Il cibo “è fondamentale - sottolinea Valbuzzi - È uno dei piaceri nella vita; quindi, tutte le persone che soffrono di malattie” che compromettono la capacità di alimentarsi possono presentare problemi a livello fisico, ma risentire di un forte impatto anche a livello “psicologico”. Grazie alla collaborazione con “medici ed esperti nel campo food e nelle malattie” siamo riusciti a “realizzare delle ricette” che superano certi limiti. “Diamo l'opportunità di vivere il cibo - precisa - con una freschezza, una gioia” che fanno “stare meglio perché”, nonostante la Sla, “il paziente riesce ancora a godere del cibo, gioire del momento della tavola, come al ‘pranzo della domenica’, che per noi italiani è molto importante”.

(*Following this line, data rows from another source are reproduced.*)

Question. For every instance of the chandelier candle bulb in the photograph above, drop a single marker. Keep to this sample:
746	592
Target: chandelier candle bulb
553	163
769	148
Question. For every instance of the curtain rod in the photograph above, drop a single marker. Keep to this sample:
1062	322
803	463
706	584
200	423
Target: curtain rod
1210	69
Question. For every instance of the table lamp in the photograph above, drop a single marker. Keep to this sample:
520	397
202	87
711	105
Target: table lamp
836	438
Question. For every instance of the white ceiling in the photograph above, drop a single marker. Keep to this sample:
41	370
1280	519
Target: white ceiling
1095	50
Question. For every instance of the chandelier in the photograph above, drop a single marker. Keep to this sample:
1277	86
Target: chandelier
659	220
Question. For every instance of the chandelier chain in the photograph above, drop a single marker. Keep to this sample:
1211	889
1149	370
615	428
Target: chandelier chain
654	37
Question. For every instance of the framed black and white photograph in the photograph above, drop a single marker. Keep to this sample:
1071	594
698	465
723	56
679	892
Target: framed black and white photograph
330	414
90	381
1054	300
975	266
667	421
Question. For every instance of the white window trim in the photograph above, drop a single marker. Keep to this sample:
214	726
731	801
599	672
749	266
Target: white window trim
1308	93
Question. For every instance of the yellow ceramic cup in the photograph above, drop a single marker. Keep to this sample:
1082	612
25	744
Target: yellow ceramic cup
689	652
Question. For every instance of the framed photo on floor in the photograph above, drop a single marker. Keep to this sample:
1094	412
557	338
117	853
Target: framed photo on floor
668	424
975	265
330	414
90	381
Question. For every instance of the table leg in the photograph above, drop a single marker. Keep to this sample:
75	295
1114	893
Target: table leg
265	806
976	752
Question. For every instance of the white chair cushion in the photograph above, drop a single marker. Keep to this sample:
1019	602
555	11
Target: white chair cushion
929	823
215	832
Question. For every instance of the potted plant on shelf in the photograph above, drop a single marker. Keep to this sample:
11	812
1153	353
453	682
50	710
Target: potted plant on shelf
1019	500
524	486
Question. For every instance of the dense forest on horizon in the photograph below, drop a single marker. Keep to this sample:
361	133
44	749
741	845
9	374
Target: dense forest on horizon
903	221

La Sla incide fortemente sull’autonomia della persona: “ho visto e toccato con mano” - rimarca lo Chef - come la malattia vada appunto a rendere non più autonoma una persona. Banalmente, tramite le consistenze o la facilità di consumo del piatto”, si riesce “a dare più autonomia”. Ad esempio, nel problema della coordinazione degli arti e nella deglutizione, evitando di “dover tagliare le cose all'interno del piatto” e lavorando con “delle consistenze già ben precise, si aiuta sicuramente l'aspetto psicologico, di queste persone, nel sentirsi ancora capaci. Più i pazienti si sentono autonomi e più acquisiscono una forza psicologica che permette, secondo me, di creare veramente un forte contrasto con la malattia perché si dà l'opportunità del ‘sentirti ancora tu’”. Ma attenzione “per mettere a punto le ricette più adatte ai pazienti che affrontano queste problematiche”, c’è un “ingrediente segreto: è l'unione, la squadra di professionisti, medici, pazienti e chef” che lavorano per “mettere insieme un po' tutti quegli aspetti che, possono sembrare marginali, ma che in realtà - conclude - sono quei dettagli che fanno la differenza nel piatto”, ma anche nella vita.